Literature DB >> 20138413

Early urinary markers of diabetic kidney disease: a nested case-control study from the Diabetes Control and Complications Trial (DCCT).

Elizabeth F O Kern1, Penny Erhard, Wanjie Sun, Saul Genuth, Miriam F Weiss.   

Abstract

BACKGROUND: Urinary markers were tested as predictors of macroalbuminuria or microalbuminuria in patients with type 1 diabetes. STUDY
DESIGN: Nested case-control of participants in the Diabetes Control and Complications Trial (DCCT). SETTING &amp; PARTICIPANTS: 87 cases of microalbuminuria were matched to 174 controls in a 1:2 ratio, while 4 cases were matched to 4 controls in a 1:1 ratio, resulting in 91 cases and 178 controls for microalbuminuria. 55 cases of macroalbuminuria were matched to 110 controls in a 1:2 ratio. Controls were free of micro-/macroalbuminuria when their matching case first developed micro-/macroalbuminuria. PREDICTORS: Urinary N-acetyl-beta-d-glucosaminidase (NAG), pentosidine, advanced glycation end product (AGE) fluorescence, and albumin excretion rate (AER). OUTCOMES: Incident microalbuminuria (2 consecutive annual AERs > 40 but < or = 300 mg/d) or macroalbuminuria (AER > 300 mg/d). MEASUREMENTS: Stored urine samples from DCCT entry and 1-9 years later when macro- or microalbuminuria occurred were measured for the lysosomal enzyme NAG and the AGE pentosidine and AGE fluorescence. AER and adjustor variables were obtained from the DCCT.
RESULTS: Submicroalbuminuric AER levels at baseline independently predicted microalbuminuria (adjusted OR, 1.83; P < 0.001) and macroalbuminuria (adjusted OR, 1.82; P < 0.001). Baseline NAG excretion independently predicted macroalbuminuria (adjusted OR, 2.26; P < 0.001) and microalbuminuria (adjusted OR, 1.86; P < 0.001). Baseline pentosidine excretion predicted macroalbuminuria (adjusted OR, 6.89; P = 0.002). Baseline AGE fluorescence predicted microalbuminuria (adjusted OR, 1.68; P = 0.02).
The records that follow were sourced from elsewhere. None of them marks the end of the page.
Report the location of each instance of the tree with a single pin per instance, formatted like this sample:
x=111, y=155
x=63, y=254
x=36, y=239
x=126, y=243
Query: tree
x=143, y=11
However, adjusted for NAG excretion, pentosidine excretion and AGE fluorescence lost the predictive association with macroalbuminuria and microalbuminuria, respectively. LIMITATIONS: Use of angiotensin-converting enzyme inhibitors was not directly ascertained, although their use was proscribed during the DCCT.
CONCLUSIONS: Early in type 1 diabetes, repeated measurements of AER and urinary NAG excretion may identify individuals susceptible to future diabetic nephropathy. Combining the 2 markers may yield a better predictive model than either one alone. Renal tubule stress may be more severe, reflecting abnormal renal tubule processing of AGE-modified proteins, in individuals susceptible to diabetic nephropathy. Published by Elsevier Inc.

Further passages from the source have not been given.